Much of the talk throughout the offseason has centered on moving the ball and scoring points effectively without relying on Miller's considerably gifted legs, but this is not quite what the coaching staff had in mind while hatching a plan to better utilize his other talents and those around him.

If Barrett proves to be up to that task and a totally revamped defense shows the expected improvement, the Buckeyes have a reasonable expectation to beat anyone on their schedule, including the Spartans, whose defense lost some important pieces up the middle but have been tough on that side of the ball for the past few years.

Where Ohio State is most likely to miss Miller is on the biggest stage, where special players doing special things often proves to be the difference between first place and second.
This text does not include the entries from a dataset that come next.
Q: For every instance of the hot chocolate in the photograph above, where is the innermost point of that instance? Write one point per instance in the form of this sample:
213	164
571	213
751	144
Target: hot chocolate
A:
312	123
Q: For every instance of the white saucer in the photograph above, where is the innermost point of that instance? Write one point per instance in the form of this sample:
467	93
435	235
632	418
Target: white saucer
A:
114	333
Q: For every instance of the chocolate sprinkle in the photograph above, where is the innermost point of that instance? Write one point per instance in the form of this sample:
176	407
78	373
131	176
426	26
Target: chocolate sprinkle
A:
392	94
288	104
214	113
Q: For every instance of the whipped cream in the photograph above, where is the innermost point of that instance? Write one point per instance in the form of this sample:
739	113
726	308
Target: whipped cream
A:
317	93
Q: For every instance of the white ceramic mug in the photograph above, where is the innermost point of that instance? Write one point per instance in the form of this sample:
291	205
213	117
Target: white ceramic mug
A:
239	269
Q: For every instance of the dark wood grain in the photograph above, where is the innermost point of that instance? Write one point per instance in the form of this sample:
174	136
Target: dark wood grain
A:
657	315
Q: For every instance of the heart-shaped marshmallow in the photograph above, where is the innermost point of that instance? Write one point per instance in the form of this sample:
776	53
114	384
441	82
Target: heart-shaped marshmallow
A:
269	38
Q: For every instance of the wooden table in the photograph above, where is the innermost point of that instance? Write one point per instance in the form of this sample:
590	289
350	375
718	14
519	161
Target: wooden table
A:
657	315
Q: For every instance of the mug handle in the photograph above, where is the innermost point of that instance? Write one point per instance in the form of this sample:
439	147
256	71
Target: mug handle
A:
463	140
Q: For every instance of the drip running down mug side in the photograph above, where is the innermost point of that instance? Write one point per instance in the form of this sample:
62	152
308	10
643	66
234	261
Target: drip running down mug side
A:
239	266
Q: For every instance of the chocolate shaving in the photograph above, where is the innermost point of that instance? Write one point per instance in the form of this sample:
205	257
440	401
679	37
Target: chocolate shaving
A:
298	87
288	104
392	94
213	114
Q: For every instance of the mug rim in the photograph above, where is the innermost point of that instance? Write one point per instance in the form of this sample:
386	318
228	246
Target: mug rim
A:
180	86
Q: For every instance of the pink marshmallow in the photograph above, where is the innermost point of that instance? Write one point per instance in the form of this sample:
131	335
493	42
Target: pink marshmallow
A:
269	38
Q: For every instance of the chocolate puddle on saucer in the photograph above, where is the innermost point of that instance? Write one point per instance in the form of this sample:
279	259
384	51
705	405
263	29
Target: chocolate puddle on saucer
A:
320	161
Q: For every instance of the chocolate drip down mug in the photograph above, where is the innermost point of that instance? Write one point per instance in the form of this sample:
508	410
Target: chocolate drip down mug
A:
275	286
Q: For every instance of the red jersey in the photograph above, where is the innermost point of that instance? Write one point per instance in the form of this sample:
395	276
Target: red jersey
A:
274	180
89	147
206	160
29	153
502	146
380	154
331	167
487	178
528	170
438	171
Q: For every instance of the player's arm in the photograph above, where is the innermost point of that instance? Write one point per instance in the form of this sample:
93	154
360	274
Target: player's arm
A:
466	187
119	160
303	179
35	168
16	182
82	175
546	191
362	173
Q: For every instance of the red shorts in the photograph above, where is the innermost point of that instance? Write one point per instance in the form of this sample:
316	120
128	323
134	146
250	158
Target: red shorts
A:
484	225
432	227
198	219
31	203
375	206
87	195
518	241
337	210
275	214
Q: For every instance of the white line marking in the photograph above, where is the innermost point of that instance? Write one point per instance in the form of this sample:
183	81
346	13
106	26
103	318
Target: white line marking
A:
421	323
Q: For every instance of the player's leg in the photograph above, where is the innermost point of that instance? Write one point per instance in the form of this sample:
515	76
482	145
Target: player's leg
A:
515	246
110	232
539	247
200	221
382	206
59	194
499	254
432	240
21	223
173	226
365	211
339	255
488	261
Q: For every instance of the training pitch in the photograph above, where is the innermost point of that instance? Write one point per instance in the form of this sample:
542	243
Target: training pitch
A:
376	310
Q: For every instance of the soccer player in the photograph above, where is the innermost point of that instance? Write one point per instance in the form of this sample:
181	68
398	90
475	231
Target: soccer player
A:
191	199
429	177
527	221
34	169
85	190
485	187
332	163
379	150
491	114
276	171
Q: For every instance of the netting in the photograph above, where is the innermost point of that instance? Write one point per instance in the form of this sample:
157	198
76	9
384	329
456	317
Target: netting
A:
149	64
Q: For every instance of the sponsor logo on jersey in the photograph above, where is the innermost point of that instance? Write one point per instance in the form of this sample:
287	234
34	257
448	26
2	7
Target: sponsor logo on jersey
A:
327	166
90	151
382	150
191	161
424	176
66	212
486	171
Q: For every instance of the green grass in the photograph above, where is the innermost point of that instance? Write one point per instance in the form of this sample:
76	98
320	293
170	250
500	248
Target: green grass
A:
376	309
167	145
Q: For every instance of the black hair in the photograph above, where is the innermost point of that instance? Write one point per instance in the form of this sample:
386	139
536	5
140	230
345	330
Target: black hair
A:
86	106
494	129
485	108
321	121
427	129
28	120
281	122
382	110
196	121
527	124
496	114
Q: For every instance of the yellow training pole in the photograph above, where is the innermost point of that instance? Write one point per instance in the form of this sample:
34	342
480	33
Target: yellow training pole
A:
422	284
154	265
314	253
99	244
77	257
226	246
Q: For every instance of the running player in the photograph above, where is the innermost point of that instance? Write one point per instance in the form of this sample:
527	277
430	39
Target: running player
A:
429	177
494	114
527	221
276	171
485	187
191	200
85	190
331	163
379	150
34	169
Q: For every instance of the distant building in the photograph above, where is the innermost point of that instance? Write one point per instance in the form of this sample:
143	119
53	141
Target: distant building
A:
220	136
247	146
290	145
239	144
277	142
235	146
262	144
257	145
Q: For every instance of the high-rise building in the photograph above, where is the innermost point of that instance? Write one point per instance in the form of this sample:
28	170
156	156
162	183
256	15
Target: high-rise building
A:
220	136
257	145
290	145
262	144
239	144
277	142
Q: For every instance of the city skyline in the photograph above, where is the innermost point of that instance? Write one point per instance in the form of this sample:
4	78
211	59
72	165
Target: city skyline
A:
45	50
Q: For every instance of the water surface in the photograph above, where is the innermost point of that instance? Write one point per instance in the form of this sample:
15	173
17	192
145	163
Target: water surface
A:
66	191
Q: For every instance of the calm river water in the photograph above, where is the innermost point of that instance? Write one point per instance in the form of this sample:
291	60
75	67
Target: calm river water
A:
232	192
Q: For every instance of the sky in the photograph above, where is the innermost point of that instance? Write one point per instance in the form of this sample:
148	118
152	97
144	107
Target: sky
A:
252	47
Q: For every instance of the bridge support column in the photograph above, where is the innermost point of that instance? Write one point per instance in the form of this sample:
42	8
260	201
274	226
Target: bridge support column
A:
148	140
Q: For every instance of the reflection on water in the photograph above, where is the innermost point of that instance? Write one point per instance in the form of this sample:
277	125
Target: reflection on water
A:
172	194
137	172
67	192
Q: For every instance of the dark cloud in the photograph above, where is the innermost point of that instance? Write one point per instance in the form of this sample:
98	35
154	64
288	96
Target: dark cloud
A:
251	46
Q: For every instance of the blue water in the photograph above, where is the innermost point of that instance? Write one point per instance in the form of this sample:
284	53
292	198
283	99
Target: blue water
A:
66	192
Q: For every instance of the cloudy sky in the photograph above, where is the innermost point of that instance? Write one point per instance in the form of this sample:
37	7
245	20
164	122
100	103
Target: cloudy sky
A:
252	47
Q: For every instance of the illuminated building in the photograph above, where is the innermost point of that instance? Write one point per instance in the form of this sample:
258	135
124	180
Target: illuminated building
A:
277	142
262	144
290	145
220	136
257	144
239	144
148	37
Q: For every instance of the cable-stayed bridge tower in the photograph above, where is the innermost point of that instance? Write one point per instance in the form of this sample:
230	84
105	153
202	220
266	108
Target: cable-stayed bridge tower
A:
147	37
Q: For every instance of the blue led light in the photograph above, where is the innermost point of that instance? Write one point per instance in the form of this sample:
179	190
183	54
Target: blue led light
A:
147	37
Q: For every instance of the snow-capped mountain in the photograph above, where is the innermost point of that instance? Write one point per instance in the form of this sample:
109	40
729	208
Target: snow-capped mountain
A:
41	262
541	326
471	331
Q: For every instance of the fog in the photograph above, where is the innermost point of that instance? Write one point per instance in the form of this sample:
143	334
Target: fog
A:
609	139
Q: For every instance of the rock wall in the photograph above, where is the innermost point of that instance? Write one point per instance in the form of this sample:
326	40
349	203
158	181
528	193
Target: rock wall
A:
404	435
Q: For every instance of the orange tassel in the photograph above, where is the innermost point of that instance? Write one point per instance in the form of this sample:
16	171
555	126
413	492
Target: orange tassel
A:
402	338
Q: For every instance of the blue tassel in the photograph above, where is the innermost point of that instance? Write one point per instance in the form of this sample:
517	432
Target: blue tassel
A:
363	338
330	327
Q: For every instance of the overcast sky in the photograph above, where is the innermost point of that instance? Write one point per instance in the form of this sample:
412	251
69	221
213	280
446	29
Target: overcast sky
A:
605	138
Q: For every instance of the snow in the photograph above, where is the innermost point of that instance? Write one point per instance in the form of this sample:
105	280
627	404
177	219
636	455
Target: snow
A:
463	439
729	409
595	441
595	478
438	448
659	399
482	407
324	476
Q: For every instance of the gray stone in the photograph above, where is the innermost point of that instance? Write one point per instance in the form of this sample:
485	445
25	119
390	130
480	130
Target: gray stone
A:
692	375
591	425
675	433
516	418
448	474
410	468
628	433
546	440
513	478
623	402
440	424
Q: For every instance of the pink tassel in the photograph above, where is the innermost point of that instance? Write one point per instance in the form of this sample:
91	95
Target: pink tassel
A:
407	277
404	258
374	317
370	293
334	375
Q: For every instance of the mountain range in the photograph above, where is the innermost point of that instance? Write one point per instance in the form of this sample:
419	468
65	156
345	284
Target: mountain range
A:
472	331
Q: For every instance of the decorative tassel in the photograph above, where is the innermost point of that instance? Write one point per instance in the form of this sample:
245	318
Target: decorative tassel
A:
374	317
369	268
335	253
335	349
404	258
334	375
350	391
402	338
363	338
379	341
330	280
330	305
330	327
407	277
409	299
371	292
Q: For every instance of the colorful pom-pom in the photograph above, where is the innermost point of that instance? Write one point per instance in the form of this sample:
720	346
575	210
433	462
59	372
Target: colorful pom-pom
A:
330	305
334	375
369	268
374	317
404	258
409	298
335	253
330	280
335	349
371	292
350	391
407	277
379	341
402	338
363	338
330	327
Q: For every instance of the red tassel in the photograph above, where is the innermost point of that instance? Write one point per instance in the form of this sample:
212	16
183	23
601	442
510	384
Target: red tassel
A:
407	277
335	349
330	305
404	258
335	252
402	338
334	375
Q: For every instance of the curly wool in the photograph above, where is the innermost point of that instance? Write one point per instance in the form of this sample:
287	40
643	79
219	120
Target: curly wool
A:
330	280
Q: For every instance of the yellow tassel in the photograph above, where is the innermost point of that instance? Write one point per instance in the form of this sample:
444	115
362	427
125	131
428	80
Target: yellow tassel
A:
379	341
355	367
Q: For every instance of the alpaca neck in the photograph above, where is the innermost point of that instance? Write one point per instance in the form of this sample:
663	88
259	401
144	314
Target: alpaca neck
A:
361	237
The Buckeyes have a lot of work to do to get there, but that was already true. For all their accolades from the recruiting trail and as good as they have looked in shorts and helmets this offseason, almost none of the skill players mentioned above (save for Devin Smith) have shown what they can do in a college football game very often. The new-look defense also figures to be young, and it is as untested as it is supposed to be talented.

Rebuilding seasons are rare at Ohio State, where Jim Tressel won the Big Ten seven times in nine seasons while starting six different quarterbacks. Meyer endured a couple of them at Florida, including a growing-pain-filled 2007 season that helped forge the Gators for a 2008 title run.

Will he accept one at Ohio State, or has the program he has installed galvanized the Buckeyes for even losing their best player? Just add that to the questions they face this season, but don't count them out of reaching Indianapolis for the Big Ten Championship Game in December. Not yet.